Sure @brnaba-aws , thnx for the help.
@karanashokraokatle,
could you please try to use this LexBotAgent? It can accept a client as an option, so you can create a single client and use it across all your lex bot.
example:
lex_client = boto3.client('lexv2-runtime', region_name=os.getenv('AWS_REGION','us-east-1'))
my_agent = LexBotAgent(LexBotAgentOptions(client=lex_client, bot_id = '', bot_alias_id='', locale_id=''))
my_agent_2 = LexBotAgent(LexBotAgentOptions(client=lex_client, bot_id = '', bot_alias_id='', locale_id=''))
from typing import List, Dict, Optional
from dataclasses import dataclass
import boto3
from botocore.exceptions import BotoCoreError, ClientError
from multi_agent_orchestrator.agents import Agent, AgentOptions
from multi_agent_orchestrator.types import ConversationMessage, ParticipantRole
from multi_agent_orchestrator.utils import Logger
import os
from typing import Any
@dataclass
class LexBotAgentOptions(AgentOptions):
bot_id: str = None
bot_alias_id: str = None
locale_id: str = None
client: Optional[Any] = None
class LexBotAgent(Agent):
def __init__(self, options: LexBotAgentOptions):
super().__init__(options)
if (options.region is None):
self.region = os.environ.get("AWS_REGION", 'us-east-1')
else:
self.region = options.region
if options.client:
self.lex_client = options.client
else:
self.lex_client = boto3.client('lexv2-runtime', region_name=self.region)

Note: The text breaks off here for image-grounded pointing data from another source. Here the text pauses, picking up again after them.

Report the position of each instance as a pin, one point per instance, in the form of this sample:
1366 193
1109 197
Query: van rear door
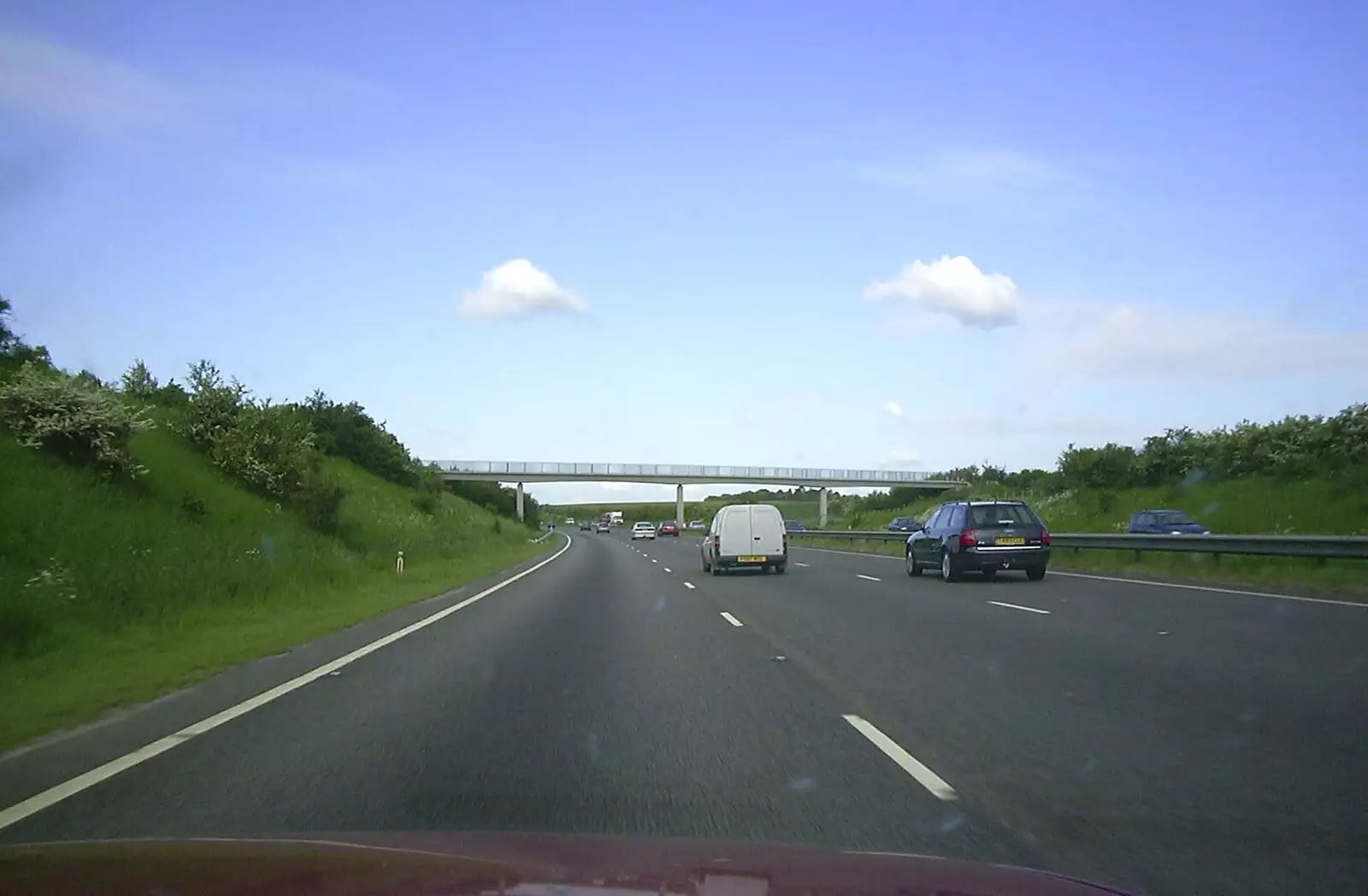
736 533
766 530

self.bot_id = options.bot_id
self.bot_alias_id = options.bot_alias_id
self.locale_id = options.locale_id
if not all([self.bot_id, self.bot_alias_id, self.locale_id]):
raise ValueError("bot_id, bot_alias_id, and locale_id are required for LexBotAgent")

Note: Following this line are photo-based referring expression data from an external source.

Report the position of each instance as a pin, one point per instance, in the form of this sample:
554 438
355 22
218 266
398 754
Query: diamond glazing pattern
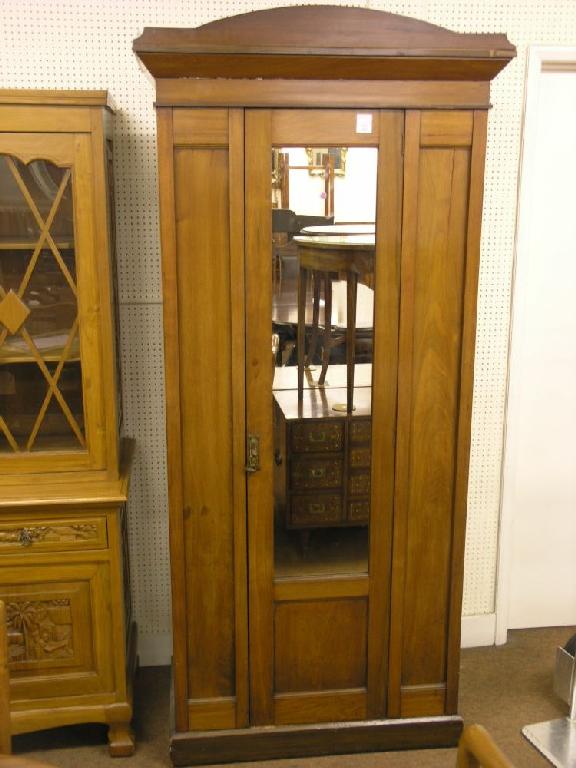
88 44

async def process_request(self, input_text: str, user_id: str, session_id: str,
chat_history: List[ConversationMessage],
additional_params: Optional[Dict[str, str]] = None) -> ConversationMessage:
try:
params = {
'botId': self.bot_id,
'botAliasId': self.bot_alias_id,
'localeId': self.locale_id,
'sessionId': session_id,
'text': input_text,
'sessionState': {} # You might want to maintain session state if needed
}
response = self.lex_client.recognize_text(**params)

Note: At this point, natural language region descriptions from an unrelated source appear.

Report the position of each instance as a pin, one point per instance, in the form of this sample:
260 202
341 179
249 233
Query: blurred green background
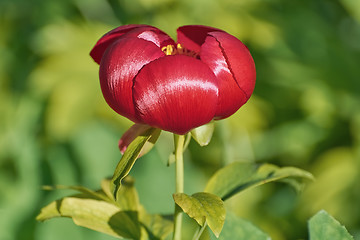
55 127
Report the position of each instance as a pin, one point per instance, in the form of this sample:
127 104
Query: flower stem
179 184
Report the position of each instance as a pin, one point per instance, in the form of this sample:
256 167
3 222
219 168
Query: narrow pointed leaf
203 207
156 226
323 226
240 229
203 134
100 195
238 176
171 159
128 159
94 214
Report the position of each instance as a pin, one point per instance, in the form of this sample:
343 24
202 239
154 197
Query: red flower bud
146 77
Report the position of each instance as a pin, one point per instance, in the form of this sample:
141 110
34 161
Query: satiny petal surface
193 36
119 65
176 93
239 60
235 72
145 32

concatenated_content = ' '.join(
message.get('content', '') for message in response.get('messages', [])
if message.get('content')
)
return ConversationMessage(
role=ParticipantRole.ASSISTANT.value,
content=[{"text": concatenated_content or "No response from Lex bot."}]
)
except (BotoCoreError, ClientError) as error:
Logger.error(f"Error processing request: {str(error)}")
raise error
@karanakatle , We haven't heard from you in a while. Can we close this?
Closing this issue due to inactivity. Please feel free to reopen if you'd like to continue the discussion.